I giudici di merito si sono dunque conformati al principio espresso dal massimo consesso di questa Corte nella sentenza n. 51815 del 31/05/2018, Rv. 274087 - 02, che esclude l'utilizzazione del minore quale presupposto del reato di produzione di materiale pornografico di cui all'art. 600 ter, comma 1, cod. pen., nel caso di realizzazione di immagini o video che abbiano per oggetto la vita privata sessuale di un minore, che abbia raggiunto l'età del consenso sessuale, purché nell'ambito di un rapporto che, valutate le circo stanze del caso, non sia caratterizzato da condizionamenti derivanti dalla posizione dell'autore, sicché le stesse siano frutto di una libera scelta e destinate ad un uso strettamente privato. (In motivazione, la Corte ha indicato, a titolo esemplificativo, la produzione, con il consenso del minore ritratto, di materiale del tipo indicato nell'ambito di una relazione paritaria tra minorenni ultraquattordicenni, unicamente ad uso privato delle persone coinvolte).
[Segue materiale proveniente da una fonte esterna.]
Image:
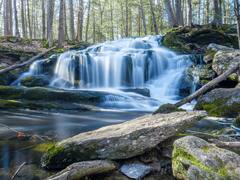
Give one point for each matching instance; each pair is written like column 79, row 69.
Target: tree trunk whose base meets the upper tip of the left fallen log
column 61, row 33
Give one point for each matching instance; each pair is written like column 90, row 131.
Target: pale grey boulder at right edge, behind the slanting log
column 222, row 60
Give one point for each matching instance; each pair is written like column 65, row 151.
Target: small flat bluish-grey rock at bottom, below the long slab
column 136, row 170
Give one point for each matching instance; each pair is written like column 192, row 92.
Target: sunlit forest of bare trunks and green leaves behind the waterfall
column 100, row 20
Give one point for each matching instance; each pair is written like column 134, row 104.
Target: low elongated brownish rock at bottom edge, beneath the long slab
column 83, row 169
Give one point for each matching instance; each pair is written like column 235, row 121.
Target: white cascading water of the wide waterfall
column 126, row 63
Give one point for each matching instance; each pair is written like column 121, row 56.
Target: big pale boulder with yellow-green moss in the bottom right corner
column 195, row 158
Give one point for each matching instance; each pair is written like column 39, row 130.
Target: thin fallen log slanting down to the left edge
column 25, row 63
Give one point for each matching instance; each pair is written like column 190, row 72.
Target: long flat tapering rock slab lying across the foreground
column 121, row 141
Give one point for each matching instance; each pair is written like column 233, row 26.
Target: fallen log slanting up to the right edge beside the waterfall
column 233, row 68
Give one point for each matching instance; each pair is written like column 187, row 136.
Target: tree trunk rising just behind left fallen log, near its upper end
column 50, row 13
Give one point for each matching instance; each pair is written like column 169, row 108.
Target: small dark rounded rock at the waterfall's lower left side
column 34, row 81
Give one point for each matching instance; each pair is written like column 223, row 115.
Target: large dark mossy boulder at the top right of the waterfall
column 186, row 39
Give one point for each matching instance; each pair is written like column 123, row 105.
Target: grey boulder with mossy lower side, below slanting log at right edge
column 220, row 102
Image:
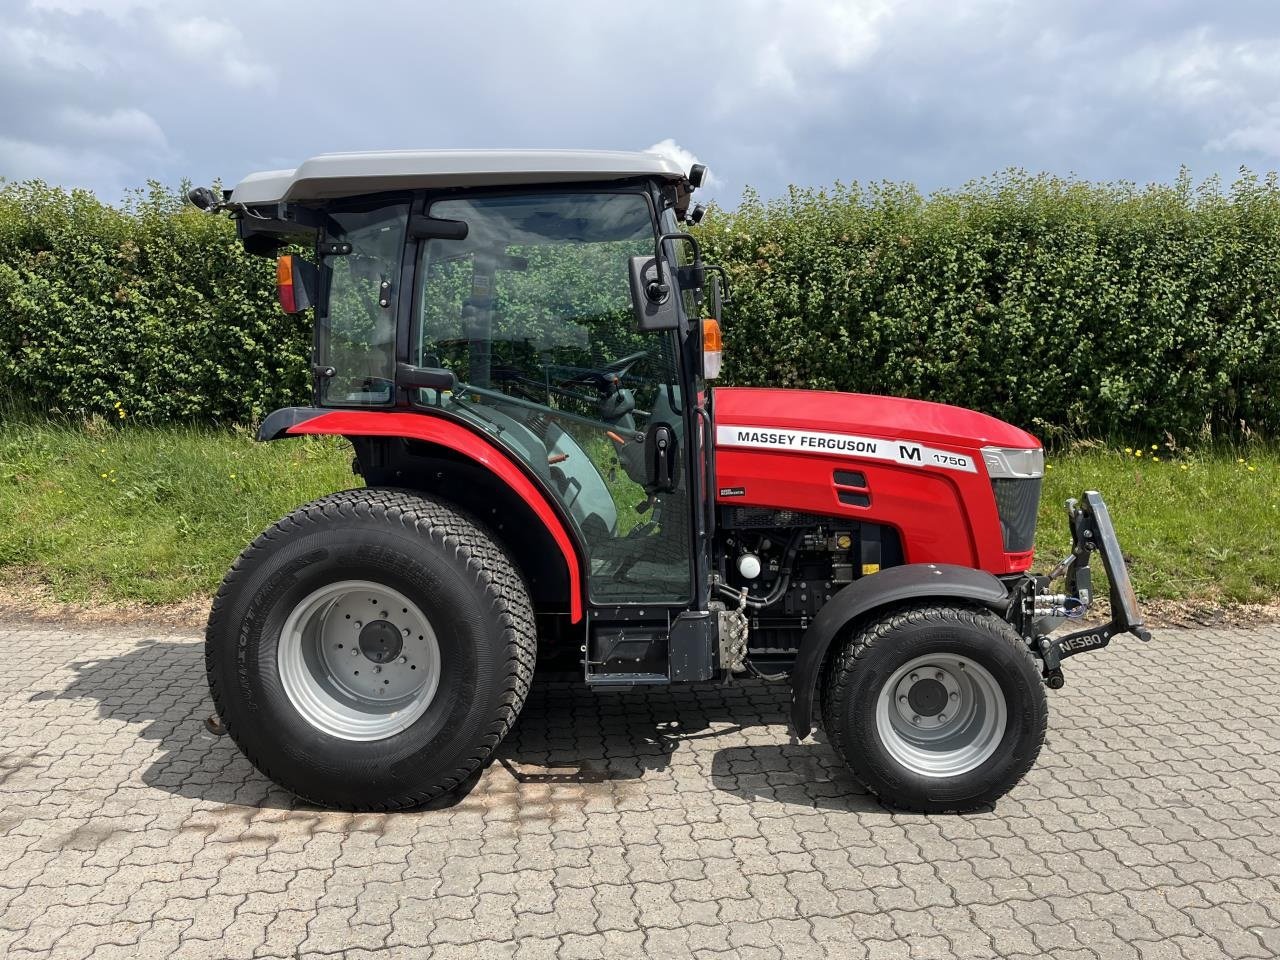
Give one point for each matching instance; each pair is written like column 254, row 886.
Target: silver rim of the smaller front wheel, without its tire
column 941, row 715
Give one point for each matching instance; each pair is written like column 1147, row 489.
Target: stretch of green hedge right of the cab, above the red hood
column 1068, row 308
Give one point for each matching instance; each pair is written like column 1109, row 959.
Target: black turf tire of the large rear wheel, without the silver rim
column 459, row 577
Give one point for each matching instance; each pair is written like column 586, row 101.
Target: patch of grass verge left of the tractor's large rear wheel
column 157, row 515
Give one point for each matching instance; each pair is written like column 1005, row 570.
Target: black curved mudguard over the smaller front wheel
column 894, row 586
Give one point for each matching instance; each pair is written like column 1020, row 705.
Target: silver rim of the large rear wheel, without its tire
column 359, row 661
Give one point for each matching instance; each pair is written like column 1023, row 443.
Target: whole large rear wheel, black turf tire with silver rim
column 371, row 651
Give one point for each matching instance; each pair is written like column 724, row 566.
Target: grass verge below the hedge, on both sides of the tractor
column 156, row 515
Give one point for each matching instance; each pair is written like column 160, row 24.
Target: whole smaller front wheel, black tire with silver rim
column 936, row 708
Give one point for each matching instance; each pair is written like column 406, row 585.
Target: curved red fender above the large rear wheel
column 300, row 422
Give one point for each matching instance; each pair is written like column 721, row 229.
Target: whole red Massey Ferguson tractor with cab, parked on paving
column 515, row 344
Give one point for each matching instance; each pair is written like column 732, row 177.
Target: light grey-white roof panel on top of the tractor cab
column 351, row 175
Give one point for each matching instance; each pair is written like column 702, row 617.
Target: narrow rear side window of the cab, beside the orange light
column 356, row 335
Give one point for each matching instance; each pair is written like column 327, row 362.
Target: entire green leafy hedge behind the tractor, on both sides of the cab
column 1071, row 308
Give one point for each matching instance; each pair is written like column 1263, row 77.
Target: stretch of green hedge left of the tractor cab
column 153, row 307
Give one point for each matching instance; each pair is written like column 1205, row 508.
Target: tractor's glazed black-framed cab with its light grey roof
column 557, row 317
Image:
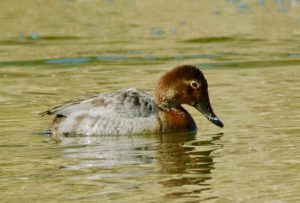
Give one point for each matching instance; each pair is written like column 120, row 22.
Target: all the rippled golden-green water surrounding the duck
column 62, row 50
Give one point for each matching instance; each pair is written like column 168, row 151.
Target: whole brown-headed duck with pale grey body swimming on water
column 132, row 111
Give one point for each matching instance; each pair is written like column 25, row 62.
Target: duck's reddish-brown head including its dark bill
column 185, row 85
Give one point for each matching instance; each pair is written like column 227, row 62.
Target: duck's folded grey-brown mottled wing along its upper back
column 126, row 103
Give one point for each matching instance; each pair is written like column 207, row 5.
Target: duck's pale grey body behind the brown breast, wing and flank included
column 122, row 112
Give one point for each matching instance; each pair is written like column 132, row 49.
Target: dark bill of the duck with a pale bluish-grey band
column 205, row 108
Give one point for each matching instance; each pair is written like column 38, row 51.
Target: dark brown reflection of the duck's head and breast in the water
column 187, row 162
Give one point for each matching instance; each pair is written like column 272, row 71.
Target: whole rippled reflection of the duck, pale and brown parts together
column 179, row 163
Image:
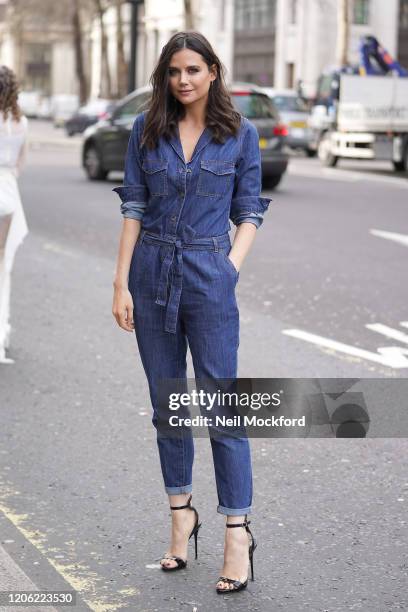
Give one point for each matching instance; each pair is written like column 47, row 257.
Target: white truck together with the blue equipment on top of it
column 361, row 112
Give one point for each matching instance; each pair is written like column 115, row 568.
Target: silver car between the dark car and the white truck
column 295, row 114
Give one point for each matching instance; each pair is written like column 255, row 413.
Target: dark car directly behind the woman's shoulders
column 105, row 144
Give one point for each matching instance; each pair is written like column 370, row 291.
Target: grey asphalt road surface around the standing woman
column 82, row 505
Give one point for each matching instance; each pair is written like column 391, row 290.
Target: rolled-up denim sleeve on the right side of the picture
column 246, row 204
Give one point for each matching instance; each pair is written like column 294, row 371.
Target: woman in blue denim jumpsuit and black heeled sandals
column 192, row 163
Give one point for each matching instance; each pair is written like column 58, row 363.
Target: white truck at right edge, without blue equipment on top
column 368, row 120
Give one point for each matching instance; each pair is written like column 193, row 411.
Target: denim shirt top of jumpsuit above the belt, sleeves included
column 224, row 180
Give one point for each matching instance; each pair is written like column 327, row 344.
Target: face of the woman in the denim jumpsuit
column 189, row 76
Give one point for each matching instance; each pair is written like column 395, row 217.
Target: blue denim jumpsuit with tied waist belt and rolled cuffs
column 183, row 283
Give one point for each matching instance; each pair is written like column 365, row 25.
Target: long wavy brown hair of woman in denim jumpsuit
column 165, row 111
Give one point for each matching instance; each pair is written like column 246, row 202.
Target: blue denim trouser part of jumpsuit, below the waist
column 208, row 321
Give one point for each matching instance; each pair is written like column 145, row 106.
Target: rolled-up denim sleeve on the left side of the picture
column 133, row 193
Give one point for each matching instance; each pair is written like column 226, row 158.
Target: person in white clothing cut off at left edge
column 13, row 226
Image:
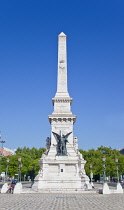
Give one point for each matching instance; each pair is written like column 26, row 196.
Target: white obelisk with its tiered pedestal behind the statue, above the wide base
column 62, row 119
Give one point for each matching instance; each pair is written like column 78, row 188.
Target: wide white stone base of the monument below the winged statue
column 61, row 174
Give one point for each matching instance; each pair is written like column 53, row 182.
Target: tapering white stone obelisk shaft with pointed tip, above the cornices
column 62, row 89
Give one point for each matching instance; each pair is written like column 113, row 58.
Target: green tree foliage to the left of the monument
column 29, row 161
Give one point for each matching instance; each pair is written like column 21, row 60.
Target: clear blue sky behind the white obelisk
column 28, row 69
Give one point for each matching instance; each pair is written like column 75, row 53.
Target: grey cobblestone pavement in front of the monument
column 61, row 201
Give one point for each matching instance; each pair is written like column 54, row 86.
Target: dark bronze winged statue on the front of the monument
column 61, row 143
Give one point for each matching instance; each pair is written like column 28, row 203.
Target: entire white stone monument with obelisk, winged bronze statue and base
column 62, row 165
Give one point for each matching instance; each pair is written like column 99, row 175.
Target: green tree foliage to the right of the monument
column 94, row 157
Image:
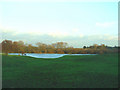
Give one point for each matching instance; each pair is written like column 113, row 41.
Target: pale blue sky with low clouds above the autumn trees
column 76, row 22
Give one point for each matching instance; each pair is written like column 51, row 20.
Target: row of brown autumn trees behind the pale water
column 9, row 46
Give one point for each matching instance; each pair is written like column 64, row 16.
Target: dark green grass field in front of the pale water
column 100, row 71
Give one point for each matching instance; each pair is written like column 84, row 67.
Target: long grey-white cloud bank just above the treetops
column 76, row 41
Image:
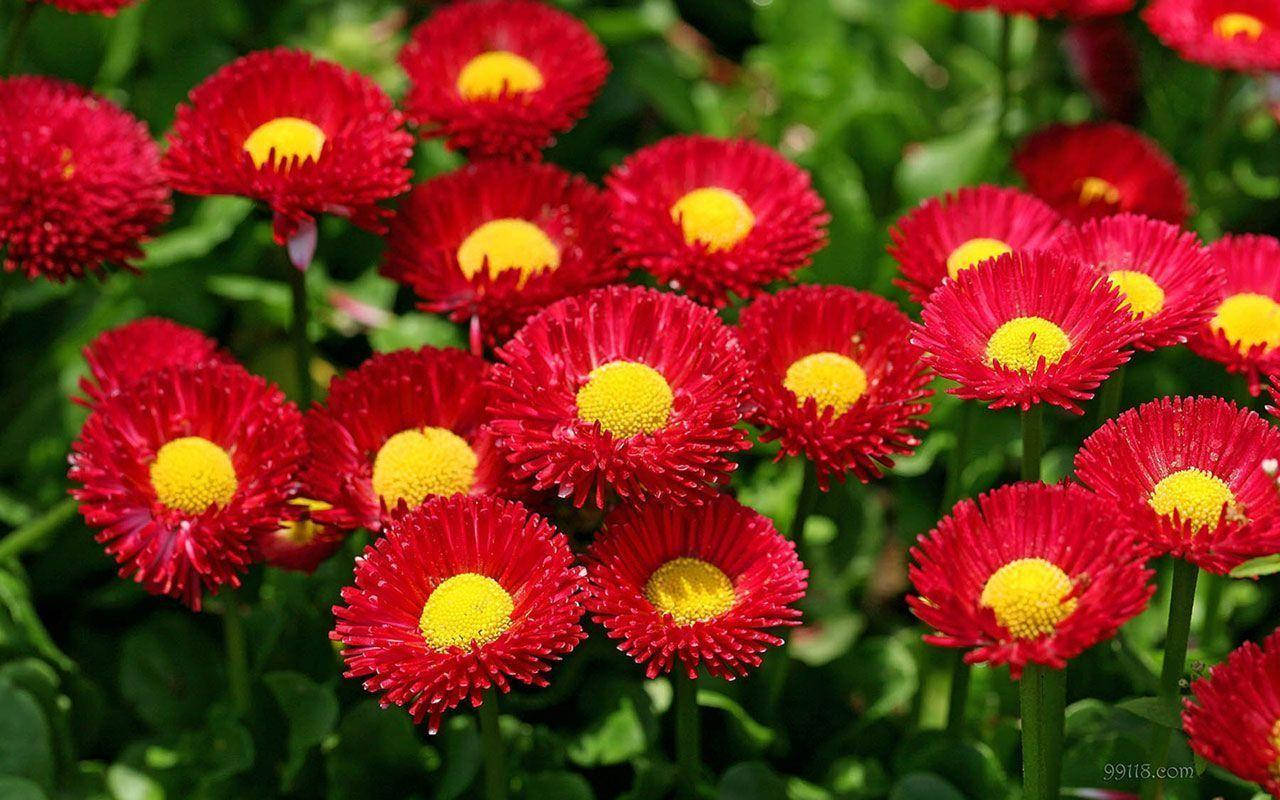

1.3. Ne consegue, anche sotto tale profilo, l'inammissibilità del ricorso con condanna del ricorrente al pagamento delle spese processuali e della congrua somma indicata in dispositivo, ai sensi dell'art. 616 cod. proc. pen., non risultando cause di esenzione' da responsabilità in ordine alla determinazione della causa di inammissibilità, a tenore della sentenza della Corte costituzionale n. 186 del 2000.
P.Q.M.
Dichiara inammissibile il ricorso e condanna il ricorrente al pagamento delle spese processuali e della somma di Euro tremila in favore della cassa delle ammende.
In caso di diffusione del presente provvedimento, omettere le generalità e gli altri dati identificativi, a norma dell'art. 52 D. Lgs. 196/03, in quanto imposto dalla legge.